Towards the end of the book, Gadon acknowledges that there is no real evidence for the kind of society she spent so much time imagining, and mentions the fact that the mother goddess archetype puts too much emphasis on women’s reproductive capacity, but this two-page slice of reality does little to outweigh her first several chapters. (303-304)
Similarly, Gadon’s comment that “sacred narrative often preserves memories of how people experience cultural changes,” is very true and a much better statement of that fact than the overused trivialization that victors write history. (117) But her excellent suggestions about things like women reclaiming the process of birth from an overly-medicalized approach don’t have to be grounded in imaginary ancient sacred narrative to give them truth and power.

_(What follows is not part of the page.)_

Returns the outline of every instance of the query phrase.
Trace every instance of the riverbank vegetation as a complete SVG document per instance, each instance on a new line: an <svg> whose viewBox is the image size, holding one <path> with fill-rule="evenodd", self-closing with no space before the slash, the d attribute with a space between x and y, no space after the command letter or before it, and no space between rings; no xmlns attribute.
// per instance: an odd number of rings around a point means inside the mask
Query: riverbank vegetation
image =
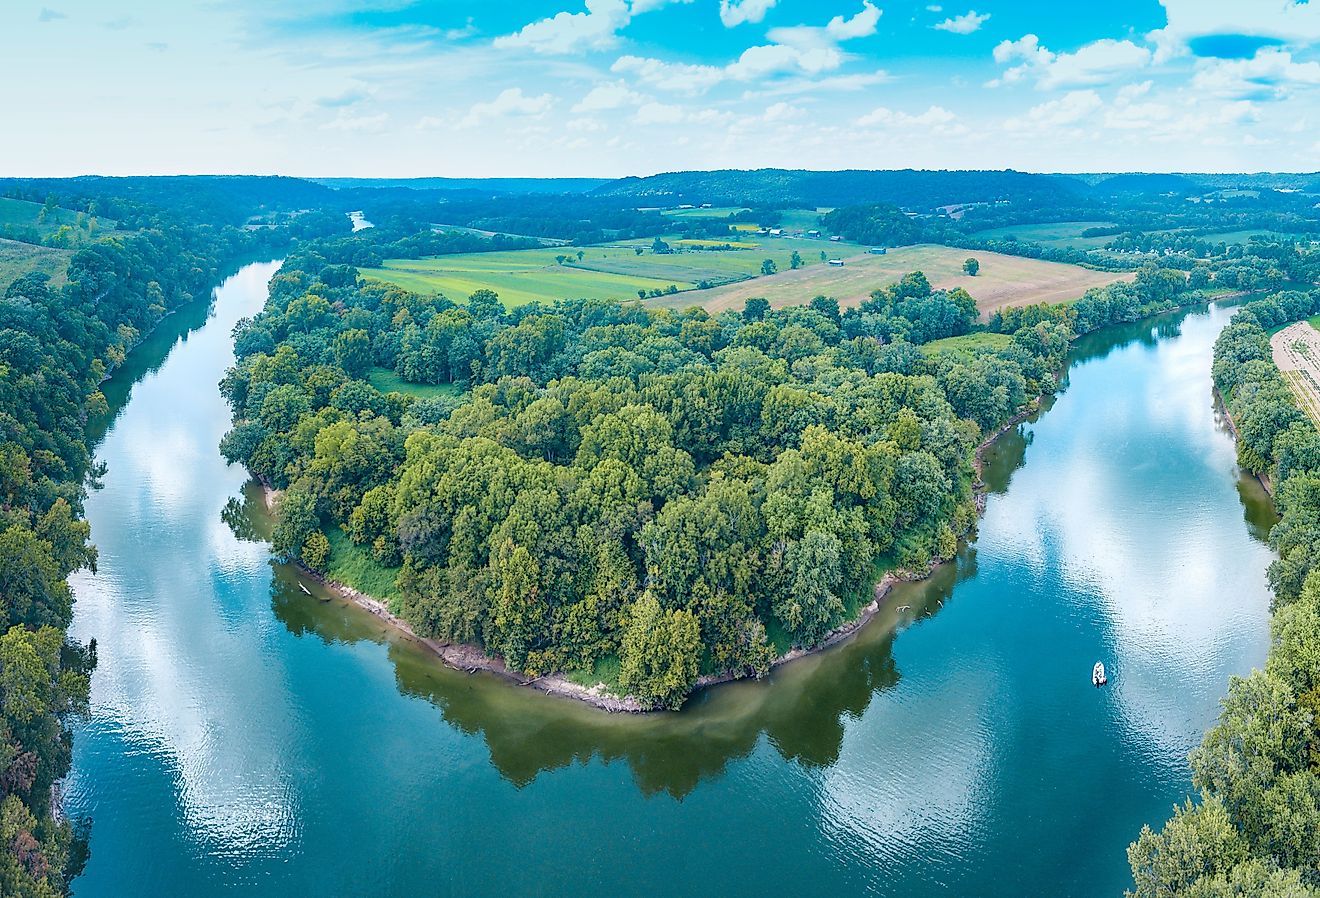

I disagree with Gadon’s essentialist take on femininity, but I agree that we – as part of the women’s spirituality movement and as part of the earth-centered spirituality movement – are participating in reconstructing the mythology and cultural consciousness of our time. I think we should try to do so on a stable and sustainable basis, rather than on fancies mistaken for fact. As a result, for a casual reader, I strongly recommend only engaging with the last part of the book and ignoring the prehistorical sections, if you read it at all.